Slobodan Milosevic had been on trial for genocide, crimes against humanity and war crimes since 2002.
The UN war crimes court in The Hague, where he was standing trial, said: “Today, Saturday March 11, Slobodan Milosevic was found lifeless on his bed in his cell at the United Nations detention unit in Scheveningen. The guard immediately alerted the detention unit officer in command and the medical officer. The latter confirmed that Slobodan Milosevic was dead.”
The court said it was opening an inquiry into Milosevic’s death and an autopsy and a toxicological report would be carried out, and a Serbian pathologist would be present. Milosevic’s family were informed of his death, it said.
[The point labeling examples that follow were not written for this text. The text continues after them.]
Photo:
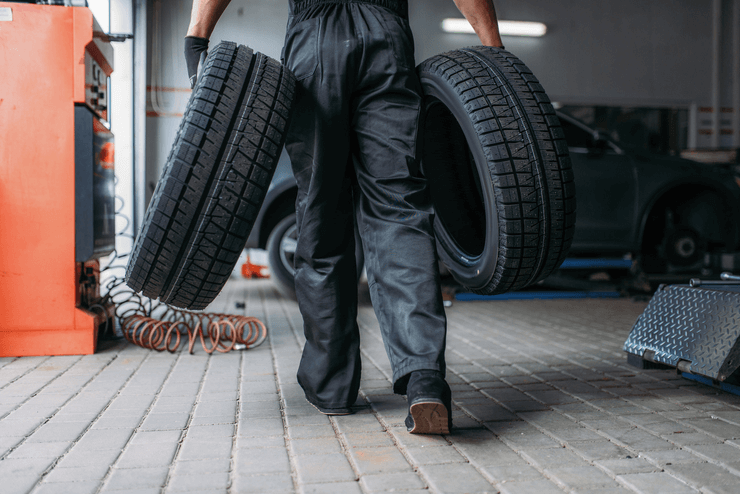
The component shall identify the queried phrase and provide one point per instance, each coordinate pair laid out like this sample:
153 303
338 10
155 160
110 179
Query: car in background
672 215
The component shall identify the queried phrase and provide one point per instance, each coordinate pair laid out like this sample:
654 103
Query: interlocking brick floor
543 402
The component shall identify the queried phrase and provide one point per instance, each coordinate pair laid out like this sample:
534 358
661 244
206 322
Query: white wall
121 120
654 53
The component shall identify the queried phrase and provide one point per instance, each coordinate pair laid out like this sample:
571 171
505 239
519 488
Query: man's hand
196 50
482 16
203 19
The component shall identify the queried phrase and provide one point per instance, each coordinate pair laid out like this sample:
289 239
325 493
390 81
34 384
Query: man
353 146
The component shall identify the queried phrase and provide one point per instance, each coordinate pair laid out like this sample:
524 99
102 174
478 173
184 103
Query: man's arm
482 16
203 19
204 16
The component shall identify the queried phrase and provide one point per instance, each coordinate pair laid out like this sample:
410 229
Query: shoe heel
430 418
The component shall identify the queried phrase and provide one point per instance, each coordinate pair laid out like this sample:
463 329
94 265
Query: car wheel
499 173
215 178
281 247
683 247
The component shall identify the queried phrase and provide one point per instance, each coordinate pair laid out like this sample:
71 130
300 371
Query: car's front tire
281 246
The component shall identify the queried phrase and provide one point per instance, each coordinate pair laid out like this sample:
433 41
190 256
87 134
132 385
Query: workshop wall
596 52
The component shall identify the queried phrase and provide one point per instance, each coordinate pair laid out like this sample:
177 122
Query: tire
215 178
281 246
499 173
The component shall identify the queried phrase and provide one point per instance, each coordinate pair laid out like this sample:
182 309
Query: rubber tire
215 178
499 173
283 277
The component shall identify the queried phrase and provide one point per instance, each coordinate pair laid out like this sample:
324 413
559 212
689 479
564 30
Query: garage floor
544 403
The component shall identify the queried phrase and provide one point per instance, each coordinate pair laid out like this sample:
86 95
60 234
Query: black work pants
352 143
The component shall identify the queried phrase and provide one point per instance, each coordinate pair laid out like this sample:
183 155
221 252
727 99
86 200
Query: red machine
57 209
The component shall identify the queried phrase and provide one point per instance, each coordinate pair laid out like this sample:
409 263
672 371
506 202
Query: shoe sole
429 418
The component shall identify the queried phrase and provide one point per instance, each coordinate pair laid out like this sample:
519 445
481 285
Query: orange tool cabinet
57 209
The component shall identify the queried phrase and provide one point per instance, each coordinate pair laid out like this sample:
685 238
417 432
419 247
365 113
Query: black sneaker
340 411
430 403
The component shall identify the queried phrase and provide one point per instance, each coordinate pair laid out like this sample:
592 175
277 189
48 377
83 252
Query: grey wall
628 52
605 52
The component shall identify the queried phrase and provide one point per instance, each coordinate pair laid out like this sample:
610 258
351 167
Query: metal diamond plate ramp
701 325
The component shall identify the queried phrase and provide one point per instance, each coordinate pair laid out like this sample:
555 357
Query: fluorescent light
506 28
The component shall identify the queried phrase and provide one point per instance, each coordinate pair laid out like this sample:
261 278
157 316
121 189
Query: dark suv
669 213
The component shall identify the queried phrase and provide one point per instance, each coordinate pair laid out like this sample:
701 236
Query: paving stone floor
543 402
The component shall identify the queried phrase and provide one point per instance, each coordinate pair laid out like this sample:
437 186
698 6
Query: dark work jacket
400 7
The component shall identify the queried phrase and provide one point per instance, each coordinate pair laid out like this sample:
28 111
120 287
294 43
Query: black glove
196 50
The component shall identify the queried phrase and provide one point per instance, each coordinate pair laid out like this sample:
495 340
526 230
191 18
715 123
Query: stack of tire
215 178
493 152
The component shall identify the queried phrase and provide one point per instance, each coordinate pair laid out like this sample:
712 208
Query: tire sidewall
472 272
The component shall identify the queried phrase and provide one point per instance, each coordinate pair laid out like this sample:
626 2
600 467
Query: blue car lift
694 328
568 264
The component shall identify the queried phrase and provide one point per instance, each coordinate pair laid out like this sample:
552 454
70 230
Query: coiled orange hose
217 332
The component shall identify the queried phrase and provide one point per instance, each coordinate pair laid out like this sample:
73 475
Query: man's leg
326 279
395 214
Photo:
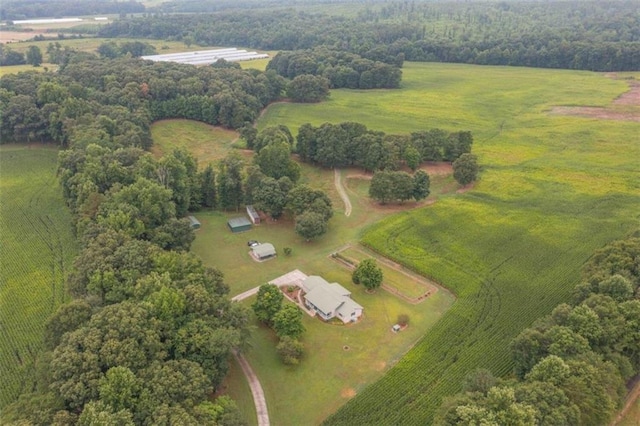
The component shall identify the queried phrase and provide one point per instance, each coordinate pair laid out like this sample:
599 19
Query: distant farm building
263 251
253 215
330 300
195 223
239 224
205 57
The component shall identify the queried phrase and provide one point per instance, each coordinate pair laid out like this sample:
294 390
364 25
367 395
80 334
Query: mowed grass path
36 249
553 189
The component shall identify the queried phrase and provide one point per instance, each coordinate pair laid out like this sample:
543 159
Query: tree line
342 69
570 366
147 337
352 144
126 95
148 334
588 35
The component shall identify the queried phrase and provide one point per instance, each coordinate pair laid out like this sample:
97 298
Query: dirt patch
437 169
466 188
348 393
380 365
632 97
597 112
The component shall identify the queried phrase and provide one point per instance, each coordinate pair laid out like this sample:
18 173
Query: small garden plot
396 280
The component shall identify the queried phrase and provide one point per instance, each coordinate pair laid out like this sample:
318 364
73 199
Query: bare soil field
619 109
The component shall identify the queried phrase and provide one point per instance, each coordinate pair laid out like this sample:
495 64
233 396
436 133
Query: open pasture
91 44
394 279
36 250
207 143
339 360
552 190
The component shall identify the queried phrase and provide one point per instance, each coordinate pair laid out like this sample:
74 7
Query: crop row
37 248
505 278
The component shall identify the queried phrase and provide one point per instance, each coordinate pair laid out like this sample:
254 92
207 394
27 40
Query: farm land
37 248
554 188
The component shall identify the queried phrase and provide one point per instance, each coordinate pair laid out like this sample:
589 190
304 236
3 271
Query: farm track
341 191
36 247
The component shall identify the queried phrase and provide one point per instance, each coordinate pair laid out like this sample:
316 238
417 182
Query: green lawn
552 190
15 69
36 249
403 283
339 360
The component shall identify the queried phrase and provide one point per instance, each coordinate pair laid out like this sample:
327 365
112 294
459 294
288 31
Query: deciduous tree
368 273
268 303
288 322
465 169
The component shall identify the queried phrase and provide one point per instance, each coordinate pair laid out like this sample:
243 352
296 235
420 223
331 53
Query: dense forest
588 35
571 366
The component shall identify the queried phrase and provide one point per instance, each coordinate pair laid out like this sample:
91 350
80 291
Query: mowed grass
36 250
91 44
207 143
406 285
339 360
329 375
15 69
553 189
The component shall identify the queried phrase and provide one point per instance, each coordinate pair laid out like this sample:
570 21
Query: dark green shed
239 224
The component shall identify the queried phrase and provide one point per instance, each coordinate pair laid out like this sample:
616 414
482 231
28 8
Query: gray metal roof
324 299
329 298
264 250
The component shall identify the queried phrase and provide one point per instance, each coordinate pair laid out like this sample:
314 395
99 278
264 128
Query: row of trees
284 318
349 143
342 69
591 35
397 186
147 337
570 366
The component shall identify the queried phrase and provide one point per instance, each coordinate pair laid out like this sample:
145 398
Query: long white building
203 57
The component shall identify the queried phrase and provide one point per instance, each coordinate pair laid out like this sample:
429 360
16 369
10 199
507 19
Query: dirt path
343 194
256 388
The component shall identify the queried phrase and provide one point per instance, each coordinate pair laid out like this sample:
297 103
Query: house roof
312 281
252 212
324 299
328 297
264 250
237 222
348 307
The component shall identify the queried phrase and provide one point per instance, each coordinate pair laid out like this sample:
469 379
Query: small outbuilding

The independent Serb Radio station B92 first broke the news, saying it had been told by unofficial sources at The Hague.
According to media reports, Philippe Douste-Blazy, the French foreign minister, said that Milosovic’s death was of natural causes and not suicide. It is believed that he may have been dead for a few hours.
“Slobodan Milosevic was found lifeless on his bed in his cell at the United Nations detention unit”
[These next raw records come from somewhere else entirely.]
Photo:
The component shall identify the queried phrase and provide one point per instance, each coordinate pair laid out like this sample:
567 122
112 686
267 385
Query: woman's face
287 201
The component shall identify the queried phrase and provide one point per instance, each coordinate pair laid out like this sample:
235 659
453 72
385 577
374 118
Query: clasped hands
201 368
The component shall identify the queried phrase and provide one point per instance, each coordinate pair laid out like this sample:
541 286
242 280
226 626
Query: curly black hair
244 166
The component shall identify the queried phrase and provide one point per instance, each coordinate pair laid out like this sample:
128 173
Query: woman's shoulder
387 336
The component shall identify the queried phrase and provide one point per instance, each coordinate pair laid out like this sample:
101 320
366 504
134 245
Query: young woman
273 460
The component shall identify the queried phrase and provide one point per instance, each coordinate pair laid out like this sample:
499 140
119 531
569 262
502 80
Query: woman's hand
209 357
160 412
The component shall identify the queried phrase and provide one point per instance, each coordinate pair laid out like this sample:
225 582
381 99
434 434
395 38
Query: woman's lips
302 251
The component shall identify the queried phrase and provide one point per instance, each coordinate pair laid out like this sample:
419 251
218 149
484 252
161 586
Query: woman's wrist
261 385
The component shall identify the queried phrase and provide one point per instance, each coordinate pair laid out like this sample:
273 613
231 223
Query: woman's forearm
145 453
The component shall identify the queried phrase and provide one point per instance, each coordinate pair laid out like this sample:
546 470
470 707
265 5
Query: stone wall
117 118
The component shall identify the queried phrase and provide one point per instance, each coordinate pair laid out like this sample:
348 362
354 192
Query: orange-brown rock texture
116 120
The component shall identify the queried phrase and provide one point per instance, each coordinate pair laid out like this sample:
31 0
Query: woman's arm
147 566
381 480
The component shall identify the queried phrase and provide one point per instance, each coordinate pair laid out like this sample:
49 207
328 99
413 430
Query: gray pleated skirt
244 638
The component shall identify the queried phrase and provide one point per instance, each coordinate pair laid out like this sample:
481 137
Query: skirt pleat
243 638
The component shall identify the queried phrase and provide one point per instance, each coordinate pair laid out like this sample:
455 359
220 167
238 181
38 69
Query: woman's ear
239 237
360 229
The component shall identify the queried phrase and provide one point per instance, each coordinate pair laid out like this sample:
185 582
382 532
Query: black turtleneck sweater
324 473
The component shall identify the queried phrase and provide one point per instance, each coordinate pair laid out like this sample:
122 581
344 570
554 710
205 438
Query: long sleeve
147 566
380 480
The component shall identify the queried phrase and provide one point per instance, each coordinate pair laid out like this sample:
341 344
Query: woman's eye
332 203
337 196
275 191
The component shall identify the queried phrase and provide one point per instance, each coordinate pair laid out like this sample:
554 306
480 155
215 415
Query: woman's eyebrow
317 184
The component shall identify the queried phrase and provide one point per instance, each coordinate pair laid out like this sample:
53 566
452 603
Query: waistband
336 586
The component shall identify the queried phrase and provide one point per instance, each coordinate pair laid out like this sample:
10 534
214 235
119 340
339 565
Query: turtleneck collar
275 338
UN war crimes court statement
Milosevic’s heart condition and high blood pressure have repeatedly interrupted his trial, and last month the tribunal rejected a request from Milosevic to go to Russia for medical treatment.
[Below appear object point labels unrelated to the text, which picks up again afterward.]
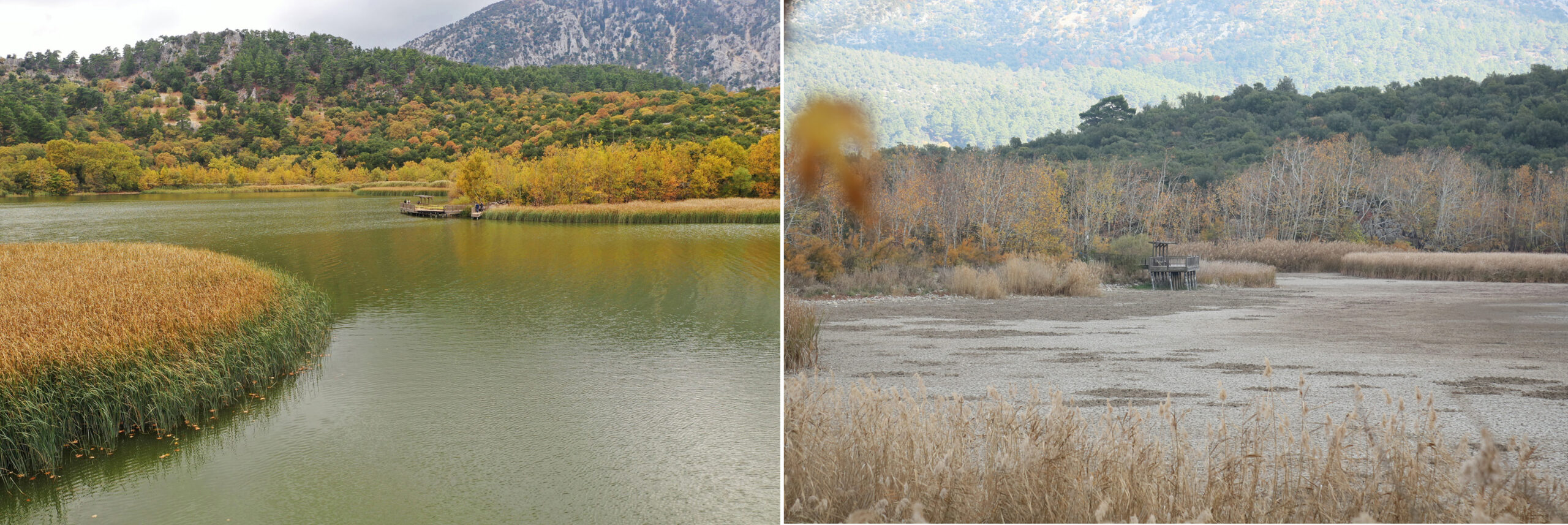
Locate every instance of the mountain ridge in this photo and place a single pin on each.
(734, 44)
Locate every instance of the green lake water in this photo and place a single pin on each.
(480, 372)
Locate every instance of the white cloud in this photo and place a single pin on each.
(88, 26)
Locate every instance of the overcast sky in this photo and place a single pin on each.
(88, 26)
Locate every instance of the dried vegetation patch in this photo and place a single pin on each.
(1496, 267)
(866, 453)
(108, 339)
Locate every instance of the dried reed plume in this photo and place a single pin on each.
(1286, 256)
(662, 212)
(802, 325)
(1496, 267)
(1026, 276)
(107, 338)
(891, 455)
(981, 284)
(402, 192)
(1235, 273)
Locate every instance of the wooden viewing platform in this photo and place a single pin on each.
(1169, 268)
(424, 207)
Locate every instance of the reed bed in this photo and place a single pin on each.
(981, 284)
(108, 339)
(802, 327)
(1286, 256)
(255, 189)
(1034, 276)
(647, 212)
(1236, 273)
(866, 453)
(402, 192)
(1494, 267)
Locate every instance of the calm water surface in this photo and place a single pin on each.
(479, 372)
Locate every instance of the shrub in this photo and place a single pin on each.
(864, 453)
(802, 327)
(981, 284)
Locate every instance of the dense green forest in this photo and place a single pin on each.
(251, 96)
(1502, 121)
(1018, 60)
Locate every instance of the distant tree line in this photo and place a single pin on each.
(1502, 121)
(253, 96)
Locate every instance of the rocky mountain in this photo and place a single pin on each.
(731, 43)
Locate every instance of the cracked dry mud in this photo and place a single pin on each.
(1496, 355)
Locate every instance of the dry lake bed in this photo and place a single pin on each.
(1494, 355)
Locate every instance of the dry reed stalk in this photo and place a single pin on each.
(981, 284)
(1034, 276)
(689, 211)
(1286, 256)
(1235, 273)
(802, 327)
(1494, 267)
(108, 338)
(888, 455)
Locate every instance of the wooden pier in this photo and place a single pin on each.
(424, 207)
(1166, 268)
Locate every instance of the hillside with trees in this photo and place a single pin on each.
(267, 101)
(706, 41)
(1501, 121)
(1441, 165)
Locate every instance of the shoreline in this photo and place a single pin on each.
(66, 402)
(734, 211)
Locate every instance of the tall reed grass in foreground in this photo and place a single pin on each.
(104, 339)
(1235, 273)
(1286, 256)
(407, 184)
(647, 212)
(1026, 276)
(802, 327)
(864, 453)
(1496, 267)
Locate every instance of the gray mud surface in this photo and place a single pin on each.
(1496, 355)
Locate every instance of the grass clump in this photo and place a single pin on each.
(116, 338)
(1494, 267)
(1236, 273)
(864, 453)
(802, 327)
(981, 284)
(1286, 256)
(647, 212)
(253, 189)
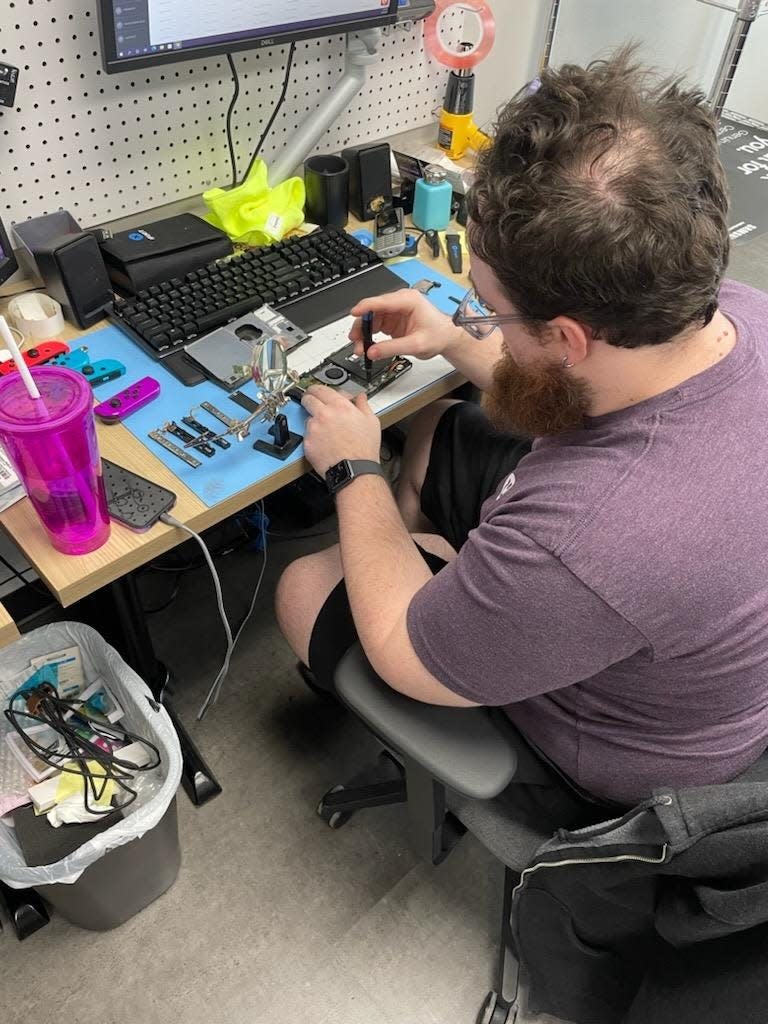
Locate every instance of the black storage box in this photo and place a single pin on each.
(74, 274)
(165, 249)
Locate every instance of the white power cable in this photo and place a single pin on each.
(213, 693)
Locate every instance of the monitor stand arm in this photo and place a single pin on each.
(363, 49)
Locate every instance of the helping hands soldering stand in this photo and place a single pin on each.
(274, 380)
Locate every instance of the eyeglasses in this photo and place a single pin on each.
(477, 318)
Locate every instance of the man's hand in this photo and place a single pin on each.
(412, 322)
(338, 428)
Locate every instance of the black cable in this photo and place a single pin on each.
(232, 101)
(275, 112)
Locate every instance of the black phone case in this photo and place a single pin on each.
(132, 500)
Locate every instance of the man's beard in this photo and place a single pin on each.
(537, 400)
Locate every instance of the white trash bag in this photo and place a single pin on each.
(142, 716)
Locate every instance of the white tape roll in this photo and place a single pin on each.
(37, 315)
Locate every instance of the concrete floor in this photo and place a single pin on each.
(275, 918)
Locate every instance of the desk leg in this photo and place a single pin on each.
(198, 779)
(26, 909)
Milosevic, who was in office for 13 years, was sent to The Hague war crimes court in June 2001, eight months after he was toppled in a popular uprising.
When his trial began in Febuary 2002, Milosevic faced 60 counts of war crimes and crimes against humanity for his alleged central role in the wars in Bosnia, Croatia and Kosovo in which 200,000 people died.
Widely blamed in the West for the violent break-up of Yugoslavia in the 1990s, Milosevic was waiting for a court decision on his request to subpoena Bill Clinton, the former US president, as a witness.
He was due to complete his defence at the war crimes tribunal this summer. During the months of presenting his case, he barely touched on the Bosnian war or the massacre of more than 8000 Bosnian Muslims in the enclave of Srebrenica in July 1995. Instead, he focused on the 1999 war in Kosovo.
A lawyer by education, he was a one time communist
Worked as the chief of the state gas company and also briefly as a banker in the United States, before he entered politics
He succeeded the Yugoslav dictator Marshal Tito in 1980
Just last month, the International Court of Justice in The Hague began hearings on a claim by Bosnia that Serbia was responsible for genocide during the 1992-95 Bosnian war – the first time a state has been put on trial for the worst crime of international law.
Milosevic’s death comes less than a week after Milan Babic, the former Croatian Serb leader and the star witness in his trial, was found dead in the same prison.
Babic’s testimony in 2002 described a political and military command structure headed by Milosevic in Belgrade that operated behind the scenes.
Babic, who was serving a 13-year prison sentence, committed suicide.
Milosevic’s death will be a crushing blow to the tribunal and to those who were looking to establish an authoritative historical record of the Balkan wars.
Lufi Haziri, the deputy prime minister of Kosovo, said: “Unfortunately, he did not face justice for crimes he has committed in Kosovo as well.”